Walking along the subway near South Kensington tube this afternoon, I heard a busking violinist play the Celine Dion hit ‘My Heart Will Go On’ from the 1997 film, Titanic. The choice of repertoire was very appropriate; it has recently been announced that a violin thought to belong to Wallace Hartley, band leader on the ill-fated ship, has been authenticated. Not that he would have been playing that song in 1912.
The story of Hartley’s band playing till the end has often been told. What intrigues me are conflicting reports: newspapers of 1912 reported that the violin, in a suitcase, was discovered strapped to his body, found some days after the ship sank. Other reports state that the inventory of his belongings, made after the discovery of the body, does not mention the violin. The violin authenticated as Hartley’s bears corrosion marks indicative of immersion in salt water.

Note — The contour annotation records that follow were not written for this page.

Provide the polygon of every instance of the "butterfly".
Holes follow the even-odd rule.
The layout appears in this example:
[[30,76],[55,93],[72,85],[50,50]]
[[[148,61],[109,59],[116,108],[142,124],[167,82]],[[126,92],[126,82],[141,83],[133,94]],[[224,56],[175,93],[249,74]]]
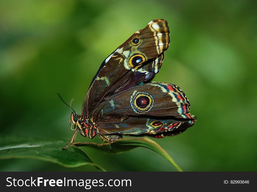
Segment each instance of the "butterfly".
[[195,123],[196,117],[189,112],[190,104],[179,87],[151,82],[169,43],[167,22],[154,20],[104,61],[86,96],[82,115],[70,107],[74,131],[64,149],[73,142],[77,131],[110,142],[123,135],[173,136]]

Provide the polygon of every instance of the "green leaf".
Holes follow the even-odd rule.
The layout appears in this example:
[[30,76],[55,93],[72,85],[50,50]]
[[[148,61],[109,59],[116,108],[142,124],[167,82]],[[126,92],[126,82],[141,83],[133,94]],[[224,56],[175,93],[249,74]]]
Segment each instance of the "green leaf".
[[0,138],[0,159],[30,158],[44,161],[64,167],[73,168],[90,165],[99,170],[105,170],[94,163],[84,152],[71,146],[62,148],[67,142],[63,141],[46,141],[42,140],[15,137]]
[[156,142],[147,137],[140,138],[123,138],[111,143],[76,142],[73,143],[72,145],[76,147],[90,147],[112,154],[122,153],[141,147],[149,149],[159,154],[168,160],[178,170],[183,171],[162,147]]

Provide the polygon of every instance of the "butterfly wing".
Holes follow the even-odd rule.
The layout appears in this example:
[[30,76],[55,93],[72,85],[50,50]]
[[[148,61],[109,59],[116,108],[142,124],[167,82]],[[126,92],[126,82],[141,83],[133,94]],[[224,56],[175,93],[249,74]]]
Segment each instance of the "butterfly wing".
[[[94,78],[86,96],[83,107],[83,117],[89,116],[99,104],[116,93],[152,78],[161,65],[163,53],[168,47],[169,33],[166,21],[153,20],[107,57]],[[126,81],[128,79],[129,80]]]
[[112,96],[93,113],[93,122],[121,121],[131,116],[176,117],[189,112],[190,104],[179,87],[168,83],[135,86]]
[[147,135],[157,138],[180,133],[196,117],[178,87],[152,82],[136,86],[104,102],[93,113],[102,135]]
[[[176,117],[131,117],[119,122],[98,124],[98,130],[103,135],[147,135],[160,138],[181,133],[192,126],[196,117],[188,113]],[[111,140],[115,140],[116,137]]]

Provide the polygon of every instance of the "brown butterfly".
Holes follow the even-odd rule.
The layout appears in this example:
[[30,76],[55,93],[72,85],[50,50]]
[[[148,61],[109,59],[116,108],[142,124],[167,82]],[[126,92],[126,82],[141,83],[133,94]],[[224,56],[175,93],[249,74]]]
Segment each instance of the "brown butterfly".
[[155,19],[105,60],[91,83],[82,115],[72,113],[74,133],[64,149],[77,131],[111,142],[123,135],[172,136],[194,124],[196,117],[189,113],[190,104],[179,87],[150,82],[169,43],[167,22]]

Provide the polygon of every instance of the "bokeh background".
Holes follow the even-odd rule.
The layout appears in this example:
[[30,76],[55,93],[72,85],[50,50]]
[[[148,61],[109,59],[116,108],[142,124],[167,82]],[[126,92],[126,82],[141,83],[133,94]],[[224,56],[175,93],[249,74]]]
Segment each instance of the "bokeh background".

If this violin was on the ship, the image of Hartley finishing the final piece, putting his violin in the suitcase, and strapping the case to his body leaving his hands free to cope as best he could with the shipwreck, is remarkable. Here was a man facing likely death, fulfilling his professional obligations in extraordinary circumstances. But was he also looking at the slim chance of survival, and looking with hope towards a future, equipped with the instrument with which he made his living.
The violin has suffered damage, but I hope that someone, somewhere, restrings it and plays ‘Nearer my God to Thee’ in memory of Wallace Hartley and the brave musicians who perished with him. RIP.